Cuando un gobierno privatiza servicios esenciales, como la Unidad Valenciana de Emergencias, siembra el terreno para la tragedia y juega impunemente a la ruleta rusa con la vida de cientos de trabajadores. Bajo el capitalismo, todo aquello que supone un derecho para el pueblo, como lo es la infraestructura básica de seguridad, es percibido por las élites burguesas como una oportunidad de negocio o un posible nicho para aplicar recortes. En el colmo de la desfachatez y la barbarie, incluso pueden aplicar esos recortes para invertirlos directamente en el asesinato de ritual de animales, para goce y disfrute de lo más casposo y sádico de la burguesía «patria». Cuando el gobierno privatiza servicios destinados a sostener al pueblo en los peores momentos, lo hace porque, en su lógica, la eficiencia no reside en salvar vidas ni en proteger a la población, sino en reducir costos y maximizar la ganancia para el sector privado. No olvidemos nunca el claro carácter de clase del Estado burgués, convertido únicamente en un ente que busca asegurar que todo el sistema se incline en favor del capital, incluso si esto significa dejar desprotegida a la gente cuando literalmente el agua le llega al cuello.
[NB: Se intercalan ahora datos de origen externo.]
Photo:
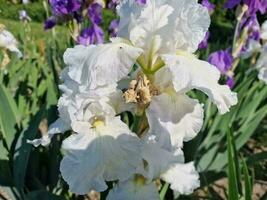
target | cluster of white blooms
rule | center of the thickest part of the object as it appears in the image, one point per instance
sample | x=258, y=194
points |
x=147, y=70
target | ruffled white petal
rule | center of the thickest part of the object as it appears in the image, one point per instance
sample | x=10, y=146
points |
x=183, y=178
x=102, y=65
x=175, y=117
x=107, y=153
x=187, y=25
x=164, y=26
x=131, y=190
x=145, y=23
x=153, y=155
x=44, y=141
x=189, y=73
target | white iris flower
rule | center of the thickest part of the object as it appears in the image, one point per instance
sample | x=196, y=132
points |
x=160, y=38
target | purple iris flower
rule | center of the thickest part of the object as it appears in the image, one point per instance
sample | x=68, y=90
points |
x=204, y=43
x=64, y=7
x=230, y=82
x=91, y=35
x=222, y=60
x=232, y=3
x=208, y=5
x=50, y=23
x=113, y=28
x=251, y=23
x=95, y=13
x=23, y=16
x=112, y=4
x=256, y=5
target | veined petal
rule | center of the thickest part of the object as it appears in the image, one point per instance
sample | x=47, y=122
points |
x=132, y=190
x=183, y=178
x=152, y=167
x=190, y=73
x=101, y=65
x=83, y=166
x=143, y=25
x=174, y=117
x=187, y=25
x=164, y=26
x=107, y=153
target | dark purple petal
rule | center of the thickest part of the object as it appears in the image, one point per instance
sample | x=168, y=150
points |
x=223, y=60
x=253, y=5
x=64, y=7
x=23, y=15
x=113, y=28
x=250, y=22
x=204, y=43
x=208, y=5
x=232, y=3
x=50, y=23
x=95, y=13
x=112, y=4
x=263, y=7
x=230, y=82
x=141, y=2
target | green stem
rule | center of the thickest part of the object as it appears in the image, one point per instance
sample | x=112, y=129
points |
x=137, y=122
x=164, y=191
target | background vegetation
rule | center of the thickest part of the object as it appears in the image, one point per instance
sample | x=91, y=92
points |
x=230, y=151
En Valencia, la DANA ha desbordado los ríos, ha inundado calles y ha puesto de relieve la fragilidad de este sistema capitalista, evidenciando que no es la naturaleza la que castiga al ser humano, sino que es el propio capitalismo el que arroja la gasolina que provoca estas tragedias. Cuando el capital controla todos los recursos disponibles, cuando la vida y el trabajo están únicamente al servicio de unos pocos, cuando la prevención se convierte en un negocio y el empresario decide acerca de la vida de sus trabajadores, las tragedias se suceden una tras otra esperando a que el pueblo olvide, esperando a que todo pase, para que la carne de cañón regrese a sus puestos de trabajo hasta que se suceda la siguiente víctima de la codicia capitalista
El capitalismo lleva dentro de sí la semilla de su propia destrucción, incapaz de resolver las crisis que él mismo genera. La destrucción que hoy vemos en las calles inundadas de Valencia no refleja únicamente los efectos devastadores producto de una tormenta, sino que refleja también un sistema en crisis, incapaz de garantizar la vida, la seguridad y la dignidad de quienes lo sostienen. Ahora toca decidir cuantos muertos más podemos soportar antes de romper con las reglas impuestas por la necropolítica capitalista, cuanto dolor podemos soportar antes de levantarnos para, por fin, decidir sobre nuestras propias vidas, nuestro propio tiempo, nuestro futuro.